Avoid the 'Synecdoche Syndrome' like the plague

What do you see?

Scroll down to see the complete picture!

A synecdoche is a figure of speech in which a part is used for the whole and vice versa. We can immediately see from the above that this can often cause uncertainty, confusion and problems. It could even prove life threatening!    

Smart collaborations create interest and energy and encourage participation by quickly identifying and addressing high profile problems and issues relevant to their aspirations and purpose. 

But these high profile areas, be they acute medical and health services, complex and pressing social problems, high impact crime or the presence of homeless people on the streets, can quickly begin to represent the entirety of the problem, obscuring the bigger picture and the complex web of people, needs and services that surround them.

A health and social partnership may well have successfully addressed the needs of those with complex mental and physical health and social problems, but what of those who are not so badly off?
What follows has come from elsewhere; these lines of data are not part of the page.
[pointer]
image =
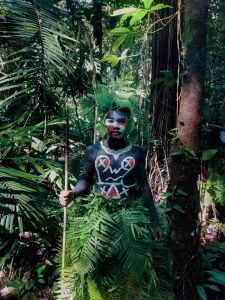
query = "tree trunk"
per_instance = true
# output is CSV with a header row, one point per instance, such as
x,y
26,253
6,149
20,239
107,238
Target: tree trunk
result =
x,y
164,58
184,167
Have their needs been addressed or has the complex and demanding part obscured the less complex and less demanding whole? Do those with milder problems now need to wait until they become the 'part of the problem' that is recognised and addressed?

It is right and proper that collaborations should focus upon those parts of a problem that are most pressing. Arguably, it is even right and proper that they should focus upon high profile areas that will garner support and resources for them. 

If, however, the 'Synecdoche Syndrome' infects a collaboration's thinking, if the part comes to represent the whole in people's minds, blanking out the bigger picture and the current and future problems (and potential solutions) it could reveal, the collaboration will have contracted a chronic condition that will slowly eat away its resources and diminish and eventually terminate its effectiveness. The needs of the many will grow and gradually inflame, overwhelm and weaken the discrete and specific areas a collaboration had previously dealt with so well.

Collaborations need to look beyond the pressing, high profile issues that demand their attention and that are so attractive in terms of gaining support. They need to future-proof their aspirations, purpose and activities by engaging with the whole of their environment, the whole of which they are only a part. They need to acknowledge people's wider concerns, problems and issues, analyse them and assimilate the insights they gain and the solutions they identify into their thinking and activities.

They must never mistake the part for the whole.

They must avoid the Synecdoche Syndrome like the plague.

For more about collaboration and partnership go to: Sleeping-with-the-Enemy-Achieving-Collaborative-Success-2nd-Edition.   


  1. I think it was Marcel Proust who said, 'The greatest journey in the world is not to see 100 countries through one pair of eyes, but rather one country through 100 pairs of eyes'.
    Good article Charles. We need lots of diversity and collaboration if we stand any chance of glimpsing the bigger picture.

  2. Thanks for the comment Tim. Yes, as you say, seeing the bigger picture needs plenty of diversity and collaboration - and substantial amounts of creativity and flexibility of perception.